Click to See Complete Forum and Search --> : Is this a good use for web site include files?
Azuth
06-19-2002, 10:43 AM
I am in the process of updating a company's web site. They have always used frames to keep navigation simple and consistent. One frame just has a navigation page with a ton-O-links. Well, frames are a bit outdated these days and no one who is anyone uses them anymore.
I am trying to figure out how to keep a consistent look and feel for navigation without using frames or redesigning the navigation for every page. There are about 50-100 pages on this site.
I am considering puting the navigation code(just a table) in an include file and then including it into every page on the site. Is this what most sites do?
Grizzly
06-19-2002, 11:05 AM
Yes - any site worth a salt out there is generally built on a templated system driven by a bunch of includes. Menus, footers, headers, etc etc, should all be stored in a single place on the server, so you can make a change to one file and have it affect the entire site.

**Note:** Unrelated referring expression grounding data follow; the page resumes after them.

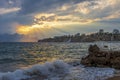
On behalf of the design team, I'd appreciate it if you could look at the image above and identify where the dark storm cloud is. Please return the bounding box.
[19,0,90,15]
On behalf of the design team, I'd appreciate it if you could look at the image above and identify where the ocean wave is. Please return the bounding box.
[0,60,70,80]
[0,60,115,80]
[0,58,26,64]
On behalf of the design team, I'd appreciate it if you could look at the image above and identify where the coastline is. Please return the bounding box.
[0,42,120,80]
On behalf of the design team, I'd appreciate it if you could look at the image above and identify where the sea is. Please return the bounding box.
[0,42,120,80]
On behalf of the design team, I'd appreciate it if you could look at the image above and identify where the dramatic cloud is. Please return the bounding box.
[19,0,88,15]
[0,0,120,42]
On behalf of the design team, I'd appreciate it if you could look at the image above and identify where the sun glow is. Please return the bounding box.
[16,13,95,35]
[17,26,32,34]
[16,24,52,35]
[17,21,93,35]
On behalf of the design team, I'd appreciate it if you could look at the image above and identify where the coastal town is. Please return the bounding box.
[38,29,120,42]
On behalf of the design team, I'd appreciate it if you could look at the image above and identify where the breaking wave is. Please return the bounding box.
[0,60,70,80]
[0,60,115,80]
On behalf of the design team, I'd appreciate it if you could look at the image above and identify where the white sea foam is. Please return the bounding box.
[0,70,29,80]
[0,60,116,80]
[64,66,115,80]
[0,60,70,80]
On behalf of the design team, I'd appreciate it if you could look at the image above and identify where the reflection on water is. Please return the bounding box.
[0,42,120,80]
[3,42,120,72]
[0,42,91,72]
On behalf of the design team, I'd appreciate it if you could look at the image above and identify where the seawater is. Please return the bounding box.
[0,42,118,80]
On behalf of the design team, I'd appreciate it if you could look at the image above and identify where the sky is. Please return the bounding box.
[0,0,120,42]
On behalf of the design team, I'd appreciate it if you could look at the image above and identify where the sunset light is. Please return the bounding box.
[0,0,120,80]
[17,26,32,34]
[0,0,119,41]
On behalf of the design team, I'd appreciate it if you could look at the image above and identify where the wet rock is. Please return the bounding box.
[81,45,120,69]
[89,44,100,53]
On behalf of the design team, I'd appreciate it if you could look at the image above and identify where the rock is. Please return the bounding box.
[89,44,100,53]
[81,45,120,69]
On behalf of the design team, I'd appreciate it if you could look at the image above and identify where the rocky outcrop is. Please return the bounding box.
[81,45,120,69]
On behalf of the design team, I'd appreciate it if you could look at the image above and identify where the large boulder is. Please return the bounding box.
[88,44,100,53]
[81,45,120,69]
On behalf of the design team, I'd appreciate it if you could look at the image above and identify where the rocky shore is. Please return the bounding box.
[81,45,120,69]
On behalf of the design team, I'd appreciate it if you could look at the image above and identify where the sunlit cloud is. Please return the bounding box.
[0,0,120,42]
[16,24,53,35]
[16,0,120,38]
[102,11,120,20]
[74,1,90,14]
[16,24,69,42]
[90,10,120,22]
[74,0,118,15]
[0,7,20,15]
[17,25,32,35]
[57,4,71,11]
[34,13,94,26]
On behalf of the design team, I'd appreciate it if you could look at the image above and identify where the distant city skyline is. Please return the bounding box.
[38,29,120,42]
[0,0,120,42]
[0,29,119,42]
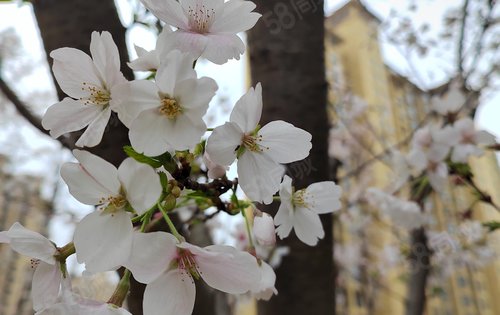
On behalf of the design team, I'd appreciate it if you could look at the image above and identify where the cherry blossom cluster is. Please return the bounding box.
[0,0,343,314]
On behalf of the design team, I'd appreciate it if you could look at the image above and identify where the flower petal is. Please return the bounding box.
[155,50,197,96]
[124,232,178,284]
[194,245,260,294]
[201,33,245,65]
[6,222,56,264]
[118,158,162,214]
[89,31,126,88]
[74,210,133,273]
[305,181,342,214]
[162,30,209,61]
[293,208,324,246]
[75,106,112,147]
[175,77,218,113]
[32,262,61,311]
[42,98,101,138]
[61,150,121,205]
[206,121,243,166]
[140,0,189,29]
[274,177,294,239]
[111,80,160,128]
[229,83,262,133]
[211,0,261,33]
[259,120,312,164]
[129,108,173,156]
[251,261,277,301]
[252,213,276,246]
[165,113,207,151]
[237,152,285,204]
[143,269,195,315]
[50,47,101,98]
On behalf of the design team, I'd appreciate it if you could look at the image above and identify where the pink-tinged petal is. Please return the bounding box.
[111,80,160,128]
[143,269,195,315]
[237,152,285,204]
[89,31,126,88]
[75,106,112,147]
[165,113,206,151]
[50,47,101,99]
[140,0,189,29]
[229,83,262,133]
[156,50,197,95]
[124,232,177,284]
[175,77,218,113]
[32,262,61,311]
[201,33,245,65]
[42,98,101,138]
[293,208,324,246]
[211,0,261,33]
[70,149,120,197]
[206,122,243,166]
[251,261,277,301]
[194,245,260,294]
[253,213,276,246]
[129,108,172,156]
[163,30,209,61]
[6,222,56,264]
[118,158,162,214]
[305,181,342,214]
[259,120,312,164]
[74,210,133,273]
[203,152,228,179]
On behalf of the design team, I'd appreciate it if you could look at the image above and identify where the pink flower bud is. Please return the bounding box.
[203,152,228,179]
[253,213,276,246]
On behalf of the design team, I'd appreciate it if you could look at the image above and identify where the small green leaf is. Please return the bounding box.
[123,146,163,168]
[483,221,500,232]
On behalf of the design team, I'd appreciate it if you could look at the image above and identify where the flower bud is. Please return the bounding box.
[253,213,276,246]
[203,152,228,179]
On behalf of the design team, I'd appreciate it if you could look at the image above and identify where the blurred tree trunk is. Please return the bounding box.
[30,1,220,314]
[248,2,334,315]
[406,228,430,315]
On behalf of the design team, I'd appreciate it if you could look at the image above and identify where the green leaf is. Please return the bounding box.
[483,221,500,232]
[123,146,163,168]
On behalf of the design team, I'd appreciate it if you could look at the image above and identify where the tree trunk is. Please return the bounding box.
[248,2,334,315]
[405,228,431,315]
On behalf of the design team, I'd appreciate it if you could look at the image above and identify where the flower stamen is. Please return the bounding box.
[159,97,182,119]
[80,82,111,106]
[187,4,216,33]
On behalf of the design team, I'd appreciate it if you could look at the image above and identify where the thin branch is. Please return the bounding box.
[457,0,470,77]
[0,77,72,149]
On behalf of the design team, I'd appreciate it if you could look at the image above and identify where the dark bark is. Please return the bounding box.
[406,228,431,315]
[248,2,334,315]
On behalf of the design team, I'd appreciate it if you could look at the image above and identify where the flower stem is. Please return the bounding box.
[206,128,214,131]
[107,269,131,307]
[158,201,183,240]
[55,242,75,262]
[241,205,256,250]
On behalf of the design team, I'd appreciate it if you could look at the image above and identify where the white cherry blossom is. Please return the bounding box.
[112,50,217,156]
[128,26,177,72]
[206,84,312,204]
[0,222,62,312]
[61,150,162,273]
[124,232,261,315]
[274,175,342,246]
[450,117,496,163]
[140,0,261,64]
[432,80,466,116]
[42,31,126,147]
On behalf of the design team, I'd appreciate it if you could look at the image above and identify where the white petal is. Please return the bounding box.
[74,210,133,273]
[32,262,61,311]
[129,108,173,156]
[293,208,324,246]
[140,0,189,29]
[75,106,112,147]
[124,232,178,284]
[259,120,312,164]
[194,245,260,294]
[42,98,102,138]
[305,181,342,214]
[206,122,243,166]
[143,269,195,315]
[211,0,261,33]
[175,77,218,113]
[50,47,102,98]
[237,153,285,204]
[229,83,262,133]
[163,30,209,61]
[111,80,160,128]
[62,150,121,205]
[201,33,245,65]
[89,31,125,88]
[252,213,276,246]
[165,113,207,151]
[156,50,196,96]
[6,222,56,264]
[274,177,294,239]
[251,261,277,301]
[118,158,162,214]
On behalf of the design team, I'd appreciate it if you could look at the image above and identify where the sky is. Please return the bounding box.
[0,0,498,247]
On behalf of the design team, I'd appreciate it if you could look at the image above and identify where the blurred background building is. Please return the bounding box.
[0,155,51,315]
[325,1,500,315]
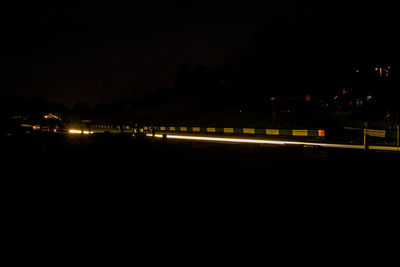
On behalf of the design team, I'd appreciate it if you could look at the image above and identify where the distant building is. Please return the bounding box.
[373,64,391,78]
[354,64,392,78]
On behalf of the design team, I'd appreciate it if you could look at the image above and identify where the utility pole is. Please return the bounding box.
[363,122,369,151]
[397,124,399,151]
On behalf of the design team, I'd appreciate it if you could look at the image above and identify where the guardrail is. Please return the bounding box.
[83,124,325,137]
[80,124,326,141]
[343,126,399,146]
[344,126,397,138]
[147,126,325,138]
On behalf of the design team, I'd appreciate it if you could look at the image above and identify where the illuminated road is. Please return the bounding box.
[146,133,400,152]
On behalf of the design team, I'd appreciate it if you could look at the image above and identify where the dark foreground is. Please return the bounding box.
[1,133,398,265]
[3,132,400,170]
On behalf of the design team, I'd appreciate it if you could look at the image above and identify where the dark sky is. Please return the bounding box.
[0,1,393,107]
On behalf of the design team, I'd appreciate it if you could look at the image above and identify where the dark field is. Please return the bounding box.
[2,132,398,265]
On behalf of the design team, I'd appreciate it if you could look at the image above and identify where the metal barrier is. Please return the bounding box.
[341,126,400,149]
[143,126,325,138]
[84,124,327,140]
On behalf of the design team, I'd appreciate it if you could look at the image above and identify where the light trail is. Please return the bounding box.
[146,133,400,152]
[163,134,286,145]
[69,129,93,134]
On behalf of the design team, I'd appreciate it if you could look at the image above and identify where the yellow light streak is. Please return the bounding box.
[146,134,163,138]
[159,134,286,145]
[145,133,400,152]
[149,133,367,150]
[68,129,93,134]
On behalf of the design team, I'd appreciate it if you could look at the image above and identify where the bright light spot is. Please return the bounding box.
[68,129,93,134]
[146,134,163,138]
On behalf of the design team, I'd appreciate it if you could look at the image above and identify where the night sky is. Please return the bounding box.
[0,1,393,107]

In an ideal world, no single line of HTML should *ever* be repeated across a web site. Each line of code should be re-used as much as possible. It makes future changes / updates extremely simple - and also eliminates any chance of inconsistency
GrayCalx
06-19-2002, 02:08 PM
Grizzly's exactly right. Almost every site I do I start out by making a template, spliting that template up into a header and footer file and including that on every page. Depending on variable-oriented you want to get, you can even put the HTML, BODY, TITLE tags in the header file. Then assign the TITLE in a variable, or something similar. This is EXTREMELY important in muli-lingual sites, for the obvious reasons.
Good strategy getting away from frames too, man they're a pain.
daftness101
06-20-2002, 11:24 PM
Sorry I'm not up to date with all this great knowledge, but what do you mean by include files? I'm assuming that you're not talking about include files in ASP and such. Hopefully I'm assuming right.
I agree with you about the frames issue. They're old news, and I should stop using them. The last time I used them was on my personal site that I had to make for a class project.
-Daft
e_dawg
06-21-2002, 05:28 PM
They're talking include files as in include files. It is a term that transcends time and language due to the fact that the name pre-dates more of them, plus it is an excellent description of their purpose.
I'd do it the way you described or with a template system, both of which would be pretty clean. The template system would require a server-side script, so you may have to weight the OS in the equation, but either should work. On this note, templates tend to be a bit easier to manage unless the page layout is tremendously complex.